# Don't Want to Go but Can't Stay -So Confused



## BiscuitMom (Oct 16, 2009)

The long and short of it is: My husband had a emotional affair two years ago. He spent 9 years in an internet relationship behind my back. I had no idea this woman existed. I am not sure when it evolved into the an emotional affair. I don't know if it was ever physical though I know there was face to face contact. My husband spun a giant web of lies in regards to this situation. I have found out some of the lies but never confronted him at the time. I tried once in a counseling session but he lied about it and topic got changed. When I got him in a corner, he would confess he lied and just tell me another lie in it's place. He would only confess the truth when given no out. He also lied to the other woman by telling her that we were separated when he came to see her. I do suspect physical because my husband's actions were those of someone who is very guilty. He would no longer have sex with me after years of complaining that 3 times a week was not enough.
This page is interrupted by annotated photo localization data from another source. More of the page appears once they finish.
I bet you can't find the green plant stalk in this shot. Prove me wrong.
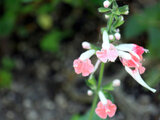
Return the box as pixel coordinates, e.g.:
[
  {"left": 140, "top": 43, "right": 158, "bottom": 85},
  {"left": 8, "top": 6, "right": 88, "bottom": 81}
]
[
  {"left": 88, "top": 0, "right": 116, "bottom": 119},
  {"left": 88, "top": 63, "right": 105, "bottom": 120}
]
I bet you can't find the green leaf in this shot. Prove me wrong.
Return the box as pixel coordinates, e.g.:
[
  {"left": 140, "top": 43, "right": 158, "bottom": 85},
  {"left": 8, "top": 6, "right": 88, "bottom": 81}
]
[
  {"left": 72, "top": 109, "right": 108, "bottom": 120},
  {"left": 119, "top": 5, "right": 129, "bottom": 14},
  {"left": 0, "top": 70, "right": 12, "bottom": 88},
  {"left": 2, "top": 57, "right": 15, "bottom": 70},
  {"left": 37, "top": 14, "right": 53, "bottom": 30},
  {"left": 103, "top": 82, "right": 114, "bottom": 91},
  {"left": 113, "top": 16, "right": 124, "bottom": 28},
  {"left": 86, "top": 76, "right": 97, "bottom": 90},
  {"left": 40, "top": 29, "right": 64, "bottom": 52},
  {"left": 148, "top": 27, "right": 160, "bottom": 59},
  {"left": 98, "top": 7, "right": 110, "bottom": 13},
  {"left": 124, "top": 3, "right": 160, "bottom": 39},
  {"left": 103, "top": 92, "right": 114, "bottom": 102},
  {"left": 124, "top": 14, "right": 148, "bottom": 39},
  {"left": 145, "top": 66, "right": 160, "bottom": 87}
]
Anyway, we spent a year in counseling. I worked hard on our marriage on my end. He improved for most part but the sex didn't pick up much until this past week when he knew I was mad at him but not why. However, one of the boundaries I set for remaining in the marriage was that he cease contact with the other woman. He still maintained that they were "just friends." but I said that was too bad, by sneaking around behind my back in the manner he did, he lost his rights to maintain that friendship and have me as a wife. One of us had to go. He said he chose me and deleted her from his phone.
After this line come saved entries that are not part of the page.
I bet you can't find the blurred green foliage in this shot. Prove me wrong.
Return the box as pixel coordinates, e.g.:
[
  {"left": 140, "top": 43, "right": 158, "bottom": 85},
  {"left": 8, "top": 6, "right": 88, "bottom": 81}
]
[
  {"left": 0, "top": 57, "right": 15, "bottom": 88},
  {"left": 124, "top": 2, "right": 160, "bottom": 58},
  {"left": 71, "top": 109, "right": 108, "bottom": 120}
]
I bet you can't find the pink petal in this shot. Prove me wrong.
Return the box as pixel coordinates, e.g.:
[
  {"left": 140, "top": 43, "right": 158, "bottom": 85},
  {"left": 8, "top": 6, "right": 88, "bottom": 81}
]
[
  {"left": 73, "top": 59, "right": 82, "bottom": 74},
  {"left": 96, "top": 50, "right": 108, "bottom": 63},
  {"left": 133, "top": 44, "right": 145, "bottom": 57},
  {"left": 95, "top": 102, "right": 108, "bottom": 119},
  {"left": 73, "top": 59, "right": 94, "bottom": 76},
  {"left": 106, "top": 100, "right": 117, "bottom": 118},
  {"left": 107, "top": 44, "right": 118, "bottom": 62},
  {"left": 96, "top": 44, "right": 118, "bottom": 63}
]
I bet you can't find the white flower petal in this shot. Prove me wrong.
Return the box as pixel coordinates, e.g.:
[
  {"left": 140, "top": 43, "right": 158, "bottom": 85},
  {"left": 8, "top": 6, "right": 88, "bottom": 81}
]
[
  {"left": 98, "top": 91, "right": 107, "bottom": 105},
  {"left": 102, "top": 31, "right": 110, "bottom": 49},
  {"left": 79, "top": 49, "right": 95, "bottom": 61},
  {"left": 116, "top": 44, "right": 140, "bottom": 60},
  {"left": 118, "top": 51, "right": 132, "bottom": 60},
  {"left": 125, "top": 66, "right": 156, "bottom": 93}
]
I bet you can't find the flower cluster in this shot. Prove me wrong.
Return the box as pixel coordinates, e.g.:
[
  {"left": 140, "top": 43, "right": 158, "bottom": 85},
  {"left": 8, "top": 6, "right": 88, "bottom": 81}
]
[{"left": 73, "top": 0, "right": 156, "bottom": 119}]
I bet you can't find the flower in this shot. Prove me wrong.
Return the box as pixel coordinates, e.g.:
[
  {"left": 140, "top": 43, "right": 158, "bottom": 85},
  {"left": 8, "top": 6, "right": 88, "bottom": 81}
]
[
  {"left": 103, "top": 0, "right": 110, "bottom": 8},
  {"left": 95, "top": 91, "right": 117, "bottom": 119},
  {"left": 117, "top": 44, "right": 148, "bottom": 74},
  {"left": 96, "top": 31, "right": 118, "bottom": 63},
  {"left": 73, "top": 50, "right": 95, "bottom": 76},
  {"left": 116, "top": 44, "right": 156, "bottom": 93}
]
Now two years later, he left his phone at home and I picked it up and it contacts to find his co-worker so that I could call him to tell him to tell my husband. Imagine my surprise when I found out that the other woman's name is again in his contact. This time he put her by last name when normally he puts everyone in by first name. So I looked at his texts and sure enough, he and she had a flurry of texts back in June. She had contacted him to tell him that she was getting married. He answered her and from the text, I could tell that my suspicions of the emotional affair were correct. They had once loved each other and he still loved her though she seemed to have moved on. It was almost stalker like. 
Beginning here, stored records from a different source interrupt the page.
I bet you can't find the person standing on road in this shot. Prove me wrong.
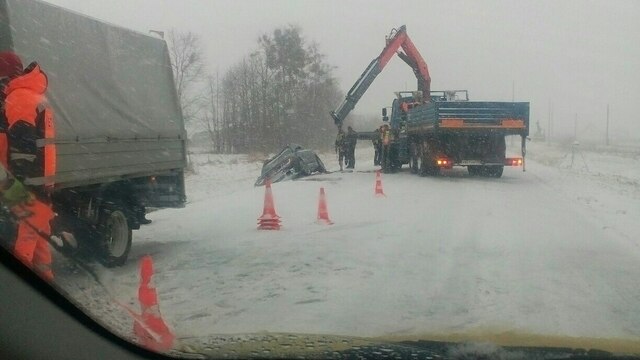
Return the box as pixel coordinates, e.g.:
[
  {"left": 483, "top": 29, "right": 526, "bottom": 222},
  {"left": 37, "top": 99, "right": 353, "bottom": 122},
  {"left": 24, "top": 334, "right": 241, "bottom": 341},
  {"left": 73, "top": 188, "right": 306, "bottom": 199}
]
[
  {"left": 380, "top": 124, "right": 392, "bottom": 172},
  {"left": 335, "top": 126, "right": 347, "bottom": 171},
  {"left": 372, "top": 126, "right": 382, "bottom": 166},
  {"left": 345, "top": 126, "right": 357, "bottom": 169},
  {"left": 0, "top": 51, "right": 57, "bottom": 281}
]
Furhtermore, my husband tried to start up a friendship with a stripper. She contacted him about business and he tried to take it further with more chatty texts. He had her in his phone under her real name but had never told me her real name (I knew her stripper name and met her because she worked at bar I bartended at on occasion). When I suggested counseling after finding that (though I was thinking about that we seemed to be snipping a lot more that week and that it had been a year since last appointment. It was days later from the discovery and I had not mentioned anything but "Who's C?"), he raged at me that I was jealous psycho and he was leaving me. This is always his tactic when I find something he did that sneaky. He rages, leaves, and comes back later (hours or days) when he's had time to think of some excuse to cover. He doesn't rage when I question normal things or normal contact with other women-only things that involve other women and sneakiness.

So I haven't confronted him that I found the texts with other woman. I'm waiting until we can see counselor. I want counselor to see his reaction and I don't want him to have time to concoct a story to tell counselor as he did before.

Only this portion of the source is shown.